Difficile, même un an après, d’oublier les triomphales représentations parisiennes de Werther. La sensibilité de la mise en scène, la subtilité de la direction, l’extraordinairerayonnante du couple star formé par Jonas Kaufmann et Sophie Koch.
De leurs prestations superlatives il faut d’abord parler. Jonas Kaufmann confirme, après sa prise de rôle parisienne, qu’il tient l’un des plus grands rôles de sa carrière, tandis que le monde lyrique tient certainement son plus beau Werther. Cette fois-ci sans doute plus rebelle qu’élégiaque, la caractérisation du personnage en est que plus troublante. La voix, aux reflets de plus en plus ombreux, se fond dans chaque phrase du héros romantique, à tel point que le ténor allemand semble les vivre avant même de les chanter. Car que cherchons-nous dans Werther, si ce n’est l’incarnation du texte et la difficile retenue des sentiments, bien avant telle ou telle « performance » lyrique ? Même impression pour la Charlotte de Sophie Koch, qui dans un français parfaitement articulé révèle toute la douleur du déchirement et de l’ennui amoureux. La voix est puissante mais la projection toujours maitrisée, les nuances toujours plus subtiles, dans ce qui s’apparente davantage à la précision de la diction théâtrale plutôt qu’à l’opulence lyrique (elle n’a d’ailleurs même pas besoin de prouver qu’elle en possède tous les codes).
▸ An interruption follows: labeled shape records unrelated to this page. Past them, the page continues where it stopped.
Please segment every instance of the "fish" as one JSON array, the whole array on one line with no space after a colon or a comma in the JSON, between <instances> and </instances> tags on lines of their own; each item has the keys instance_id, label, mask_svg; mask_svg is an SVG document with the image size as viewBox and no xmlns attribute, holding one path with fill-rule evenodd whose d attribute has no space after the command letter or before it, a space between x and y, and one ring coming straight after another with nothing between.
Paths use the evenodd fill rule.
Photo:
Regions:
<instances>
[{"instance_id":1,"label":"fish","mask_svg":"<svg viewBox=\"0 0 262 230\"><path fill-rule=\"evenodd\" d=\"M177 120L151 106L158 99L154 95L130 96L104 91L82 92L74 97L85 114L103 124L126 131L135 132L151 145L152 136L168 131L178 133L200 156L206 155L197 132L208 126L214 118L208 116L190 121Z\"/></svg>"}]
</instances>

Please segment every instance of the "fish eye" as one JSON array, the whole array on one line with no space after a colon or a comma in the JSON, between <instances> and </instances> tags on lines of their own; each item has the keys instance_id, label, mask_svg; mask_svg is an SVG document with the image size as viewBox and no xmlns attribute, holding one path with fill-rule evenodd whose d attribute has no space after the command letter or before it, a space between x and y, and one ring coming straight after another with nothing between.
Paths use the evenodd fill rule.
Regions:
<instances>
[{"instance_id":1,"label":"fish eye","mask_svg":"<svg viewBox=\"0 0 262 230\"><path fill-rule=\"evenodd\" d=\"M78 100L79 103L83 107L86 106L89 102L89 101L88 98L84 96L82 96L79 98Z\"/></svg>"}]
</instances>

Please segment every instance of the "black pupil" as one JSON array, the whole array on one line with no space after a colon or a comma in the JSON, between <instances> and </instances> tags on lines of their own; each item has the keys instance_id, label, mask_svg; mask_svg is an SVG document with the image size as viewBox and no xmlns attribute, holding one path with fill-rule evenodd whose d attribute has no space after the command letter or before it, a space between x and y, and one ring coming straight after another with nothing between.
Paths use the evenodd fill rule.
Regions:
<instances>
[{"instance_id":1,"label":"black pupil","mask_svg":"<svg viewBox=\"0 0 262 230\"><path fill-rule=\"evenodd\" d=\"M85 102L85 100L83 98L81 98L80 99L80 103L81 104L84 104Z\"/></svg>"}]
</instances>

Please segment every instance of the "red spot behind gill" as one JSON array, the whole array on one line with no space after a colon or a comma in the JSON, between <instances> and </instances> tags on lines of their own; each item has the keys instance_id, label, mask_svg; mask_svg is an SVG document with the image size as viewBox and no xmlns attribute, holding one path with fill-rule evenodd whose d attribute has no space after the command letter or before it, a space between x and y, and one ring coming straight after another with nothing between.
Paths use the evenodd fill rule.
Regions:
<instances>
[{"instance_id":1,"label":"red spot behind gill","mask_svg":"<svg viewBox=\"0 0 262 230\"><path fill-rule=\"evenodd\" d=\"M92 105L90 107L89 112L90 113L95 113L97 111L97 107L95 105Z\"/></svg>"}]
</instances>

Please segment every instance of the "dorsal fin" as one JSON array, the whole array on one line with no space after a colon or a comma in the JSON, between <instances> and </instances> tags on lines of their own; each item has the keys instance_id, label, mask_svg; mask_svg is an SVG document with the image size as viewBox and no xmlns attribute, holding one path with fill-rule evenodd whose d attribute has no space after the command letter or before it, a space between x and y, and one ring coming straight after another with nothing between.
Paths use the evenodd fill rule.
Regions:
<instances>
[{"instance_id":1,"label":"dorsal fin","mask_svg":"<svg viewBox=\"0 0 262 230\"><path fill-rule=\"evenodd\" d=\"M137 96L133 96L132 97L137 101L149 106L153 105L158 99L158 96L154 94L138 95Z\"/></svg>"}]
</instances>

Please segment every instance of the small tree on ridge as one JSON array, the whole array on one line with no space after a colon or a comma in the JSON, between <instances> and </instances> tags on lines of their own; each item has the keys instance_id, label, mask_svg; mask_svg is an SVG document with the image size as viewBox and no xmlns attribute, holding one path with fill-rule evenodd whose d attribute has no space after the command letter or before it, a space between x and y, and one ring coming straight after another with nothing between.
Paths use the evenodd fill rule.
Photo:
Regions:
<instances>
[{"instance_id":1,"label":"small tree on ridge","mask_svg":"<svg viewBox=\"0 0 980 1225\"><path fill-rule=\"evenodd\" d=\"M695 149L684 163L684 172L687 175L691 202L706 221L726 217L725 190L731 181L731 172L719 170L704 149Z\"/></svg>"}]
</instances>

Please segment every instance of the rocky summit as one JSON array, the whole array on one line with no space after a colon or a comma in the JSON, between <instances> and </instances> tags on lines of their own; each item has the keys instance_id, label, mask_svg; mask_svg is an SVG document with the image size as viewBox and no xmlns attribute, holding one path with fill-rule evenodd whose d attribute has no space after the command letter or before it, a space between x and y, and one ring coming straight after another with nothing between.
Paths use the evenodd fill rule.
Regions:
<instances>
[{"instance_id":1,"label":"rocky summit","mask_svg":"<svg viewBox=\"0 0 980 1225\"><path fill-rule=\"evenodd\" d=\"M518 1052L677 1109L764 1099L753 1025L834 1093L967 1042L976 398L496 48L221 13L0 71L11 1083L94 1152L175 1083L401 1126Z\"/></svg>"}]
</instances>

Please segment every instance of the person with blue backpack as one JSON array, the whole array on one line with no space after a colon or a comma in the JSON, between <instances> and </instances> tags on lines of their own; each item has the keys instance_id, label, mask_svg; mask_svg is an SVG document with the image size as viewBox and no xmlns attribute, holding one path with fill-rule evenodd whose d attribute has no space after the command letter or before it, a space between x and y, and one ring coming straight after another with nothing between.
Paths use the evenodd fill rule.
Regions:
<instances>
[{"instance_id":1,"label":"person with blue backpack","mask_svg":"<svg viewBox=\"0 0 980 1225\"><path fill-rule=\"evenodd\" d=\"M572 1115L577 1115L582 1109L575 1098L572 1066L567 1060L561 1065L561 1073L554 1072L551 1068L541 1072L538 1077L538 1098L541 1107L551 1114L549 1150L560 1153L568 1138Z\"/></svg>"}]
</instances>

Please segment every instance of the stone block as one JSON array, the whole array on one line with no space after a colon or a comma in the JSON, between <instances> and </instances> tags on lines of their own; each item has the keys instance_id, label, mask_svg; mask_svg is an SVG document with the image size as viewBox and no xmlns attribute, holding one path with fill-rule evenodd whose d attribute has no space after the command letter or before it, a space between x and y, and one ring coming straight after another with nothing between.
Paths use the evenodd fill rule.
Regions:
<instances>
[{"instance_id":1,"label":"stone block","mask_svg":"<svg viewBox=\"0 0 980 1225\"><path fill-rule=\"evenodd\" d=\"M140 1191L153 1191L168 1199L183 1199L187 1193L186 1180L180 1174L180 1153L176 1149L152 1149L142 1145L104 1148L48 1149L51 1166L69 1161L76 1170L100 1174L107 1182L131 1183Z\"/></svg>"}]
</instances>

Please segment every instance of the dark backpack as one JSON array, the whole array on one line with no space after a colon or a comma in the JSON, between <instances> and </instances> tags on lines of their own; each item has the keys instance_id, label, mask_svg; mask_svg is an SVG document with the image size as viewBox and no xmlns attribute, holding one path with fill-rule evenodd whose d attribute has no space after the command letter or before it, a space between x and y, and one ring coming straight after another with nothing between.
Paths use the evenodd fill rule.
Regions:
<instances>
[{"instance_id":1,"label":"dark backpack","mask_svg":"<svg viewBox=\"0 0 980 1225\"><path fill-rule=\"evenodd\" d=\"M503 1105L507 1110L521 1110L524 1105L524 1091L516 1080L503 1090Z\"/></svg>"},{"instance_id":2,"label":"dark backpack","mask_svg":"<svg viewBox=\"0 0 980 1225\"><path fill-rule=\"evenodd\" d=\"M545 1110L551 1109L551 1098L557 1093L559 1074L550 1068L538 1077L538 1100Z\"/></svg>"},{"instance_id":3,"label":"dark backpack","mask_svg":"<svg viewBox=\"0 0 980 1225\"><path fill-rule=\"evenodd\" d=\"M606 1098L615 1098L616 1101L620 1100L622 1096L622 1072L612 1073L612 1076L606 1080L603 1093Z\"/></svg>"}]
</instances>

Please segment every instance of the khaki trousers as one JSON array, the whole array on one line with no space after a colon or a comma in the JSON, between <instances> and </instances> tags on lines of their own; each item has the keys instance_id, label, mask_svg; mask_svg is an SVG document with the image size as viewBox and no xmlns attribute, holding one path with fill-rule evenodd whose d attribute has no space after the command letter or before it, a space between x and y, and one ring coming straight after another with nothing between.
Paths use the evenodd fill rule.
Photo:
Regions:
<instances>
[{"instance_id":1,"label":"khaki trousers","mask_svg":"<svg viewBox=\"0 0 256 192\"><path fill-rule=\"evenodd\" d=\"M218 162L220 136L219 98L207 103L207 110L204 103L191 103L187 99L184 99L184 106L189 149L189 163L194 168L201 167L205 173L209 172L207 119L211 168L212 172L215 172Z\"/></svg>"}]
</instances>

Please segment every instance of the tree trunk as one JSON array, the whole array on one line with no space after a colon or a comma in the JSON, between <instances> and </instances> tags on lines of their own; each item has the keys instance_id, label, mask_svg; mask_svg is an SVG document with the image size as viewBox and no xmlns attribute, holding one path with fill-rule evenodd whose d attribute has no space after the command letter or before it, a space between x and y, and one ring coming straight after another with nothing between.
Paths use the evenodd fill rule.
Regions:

Nous l’avons déjà dit, c’était l’homogénéité et le sentiment d’une compréhension mutuelle et totale des membres de la distribution qui nous avaient, à Paris, fait chavirer. Et c’est parce que cette condition n’est ici pas remplie que ces représentations viennoises ne seront pas – ou en tout cas moins – mémorables. Que vaut le premier acte si Charlotte et Sophie ne nous donnent l’apparence d’une presque gémellité ? Car l’exemple de Ileana Tonca, membre de la troupe du Staatsoper, est frappant. Incompréhensible dans ses apparitions (somme toute brèves d’ailleurs), caricaturale dans son interprétation, le personnage de Sophie disparaît, emportant avec lui l’évocation de l’insouciance jeunesse dont rêve Werther. Même remarque pour le Bailli de Janusz Monarcha, certes jovial, mais totalement engorgé et dépassé par son petit rôle. Enfin, Adrian Eröd fait de son mieux, aidé par une prononciation rare chez un non-francophone, pour rendre crédible son Albert, malheureusement un peu jeune et trop transparent.
La mise en scène d’Andrei Serban, dont c’est la 36e représentation, introduit plus de violence dans l’œuvre de Massenet, au détriment de la tradition romantique. L’action est transposée dans les années 60 (l’on comprend alors facilement que Werther soit plus révolté que résigné par une fatalité), tout se jouant autour d’un gigantesque arbre, se dénudant progressivement l’hiver meurtrier approchant. Ce que Benoît Jacquot avait su traduire en regards et en subtile réserve explose ici en grands gestes brusques et en déferlements de passion, à l’image de ce Werther faisant voler au loin une chaise lors de son « Un autre… son époux ! ». La scène finale, qu’Albert habite de son oppressante présence, est bouleversante : une fois son amant tué, le piège se referme – en même temps que le rideau – sur Charlotte, plus vulnérable que jamais.
La direction de Frédéric Chaslin se place résolument dans la même optique que la régie. Vive, parfois trop éclatante, elle ne se dépare pas d’une certaine « germanité » un peu lassante. Un comble pour un chef français.
Dans l’Autriche impériale, il était une abréviation aussi célèbre que le A.E.I.O.U. : K. & K., comme « kaiserlich und königlich », symbole de l’unité des couronnes autrichienne et hongroise. Ce soir, elle a revécu, avec une toute autre signification : « Kaufmann und Koch », l’empereur et la reine de l’opéra, leurs majestés lyriques.